Yeh Khula Aasman, Raghuvir Yadav

★☆☆☆☆

<Review by: Sailesh Ghelani>

Directed by Gitanjali Sinha. Starring Raghuvir Yadav, Yashpal Sharma, Manjusha Godse, Raj Tandon, Anya Anand, Kishor Nadalskar, Nitin Kerur, Aditya Sidhu, Gulshan Pandey.

Thinking Yeh Khula Aasman to be a niche film and seeing that it has won some awards internationally I figured I’d catch this Hindi film. Never again will I make this mistake. 

Don’t be fooled by all those awards wreaths (most are just ‘Selected’) adorning the poster of Yeh Khula Aasman. One of them is from the ‘Haryana Film Festival’!

The story is about Avinash (Raj Tandon) who has been banished to Mumbai to study while his parents played by Yashpal Sharma and Manjusha Godse are busy with their careers in England. The poor boy fails, gets disheartened and decides to go back to his old family house in a village where his loving old grand father Dadu Gulab (Raghubir Yadav) still stays, longing for his family to return to see him. Needless to say dadu is elated upon his grandson’s return and bursts into song soon after.

Avinash’s parents still don’t seem to care, preferring to stay on in England (though very much shot in a tacky home in India) while their son slowly dips into depression. So much so that the filmmaker shows us a vessel of water bubbling over as a metaphor. And then some very TV soap music plays as dadu, in slow motion, runs up the bungalow steps towards his grandson’s room where he finds Avinash… with a bit of a fever. Anti-climax is an understatement.

Avinash is so whiny and irritating that you can’t really empathise with him. And then of course the neighbour uncle’s daughter played by horrible actor Anya Anand falls for him and keeps telling him to fly kites. Because the village has a kite flying competition, which dadu had won eons ago, and his arch nemesis’s son challenges Avinash to a kite duel. Snore…

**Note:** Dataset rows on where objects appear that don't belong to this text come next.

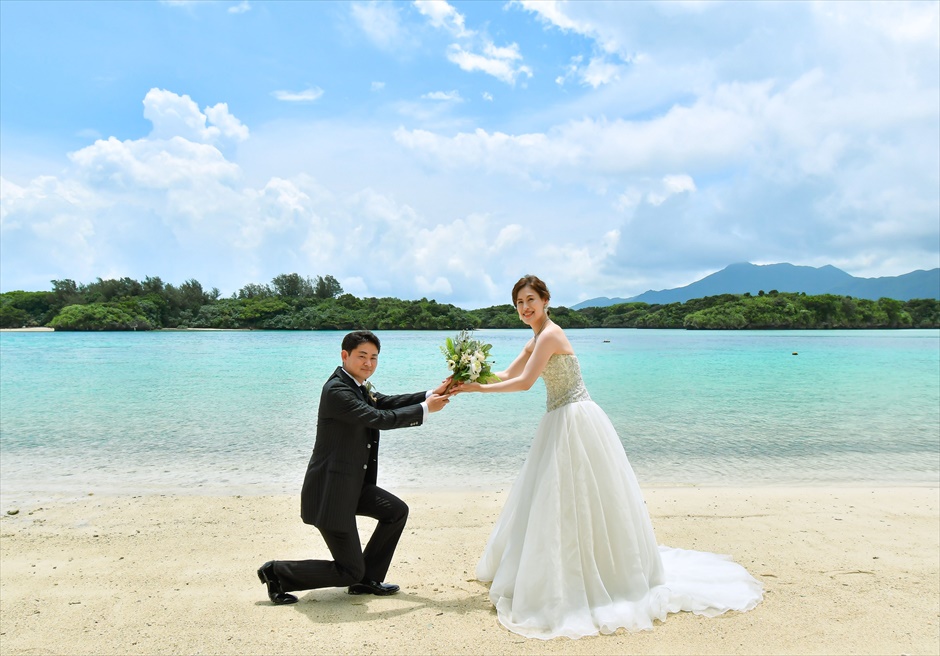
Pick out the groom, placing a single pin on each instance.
(341, 479)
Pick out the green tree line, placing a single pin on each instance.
(293, 302)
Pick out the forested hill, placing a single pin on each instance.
(746, 278)
(291, 302)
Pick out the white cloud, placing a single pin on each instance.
(441, 14)
(671, 184)
(307, 95)
(380, 21)
(445, 96)
(500, 62)
(600, 71)
(175, 115)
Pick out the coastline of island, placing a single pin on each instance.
(846, 570)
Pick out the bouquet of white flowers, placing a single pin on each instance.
(468, 359)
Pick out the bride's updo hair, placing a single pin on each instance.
(535, 283)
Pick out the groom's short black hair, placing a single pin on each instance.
(357, 337)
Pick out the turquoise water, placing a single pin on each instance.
(235, 412)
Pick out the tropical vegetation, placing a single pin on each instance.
(293, 302)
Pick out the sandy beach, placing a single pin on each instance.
(845, 570)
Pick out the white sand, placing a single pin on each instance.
(846, 571)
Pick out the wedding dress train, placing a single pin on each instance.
(573, 552)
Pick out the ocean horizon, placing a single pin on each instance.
(234, 412)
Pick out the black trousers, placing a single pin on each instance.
(351, 563)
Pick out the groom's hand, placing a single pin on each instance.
(446, 387)
(437, 401)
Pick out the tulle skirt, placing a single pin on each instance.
(573, 552)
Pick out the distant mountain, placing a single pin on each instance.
(745, 277)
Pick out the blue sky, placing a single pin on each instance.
(442, 150)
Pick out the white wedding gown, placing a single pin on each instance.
(573, 552)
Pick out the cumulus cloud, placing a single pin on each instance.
(380, 21)
(307, 95)
(173, 115)
(444, 96)
(503, 63)
(441, 14)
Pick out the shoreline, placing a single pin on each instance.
(845, 570)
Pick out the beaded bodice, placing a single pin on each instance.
(563, 383)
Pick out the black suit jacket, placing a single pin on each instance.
(346, 451)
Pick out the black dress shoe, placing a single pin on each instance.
(277, 596)
(372, 587)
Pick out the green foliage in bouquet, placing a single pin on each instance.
(468, 359)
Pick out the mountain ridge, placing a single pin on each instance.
(744, 277)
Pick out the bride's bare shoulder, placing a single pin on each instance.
(556, 336)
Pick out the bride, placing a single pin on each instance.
(573, 552)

Only Raghubir Yadav’s performance is noteworthy but he too soon gets corny, throaty and on your nerves. ‘Fly the kite, win the competition,’ they all go. ‘No, I can’t do it, I’m too depressed,’ says Avinash. ‘But dadu may be dying, you have to, for him.’ (*bangs head on front theatre seat*.)

Apart from the long, boring, needless shots of the kite flying competition, this film is poorly produced, poorly acted and poorly directed. Whoever is giving away these awards needs to be shot at once. This film looks like it was made in the 80s (and not in a good way), it is so dated but apparently it was shot just a year ago. Shameful. It is filled with so much faux, cliche philosophical drivel about ‘focussing’ and ‘thinking positive’ that you want to just kill the writer.

Indian critics are talking about how many crocins, disprins (asprins) they need after horrendous films and while the PR people for this film were talking about giving away kites for the movie, I was thinking one of those meds would have been a better idea.

Note: Apparently the makers of Yeh Khula Aasmaan threatened to sue one of the writers of another site who gave the film a bad review. I tweeted about this saying that they would have their hands full of they did that to all the reviewers! Such sore losers, aren’t they? Why have a press show if you can’t take the bad reviews? And just because a film gets ‘awards’ at ‘dubious’ film festivals doesn’t mean it has to be liked by all.

Of course the director Gitanjali Sinha tweeted in response: ‘We have the humility to appreciate honest opinions’… ‘but cant encourage young writers to question the credibility of respected festivals’.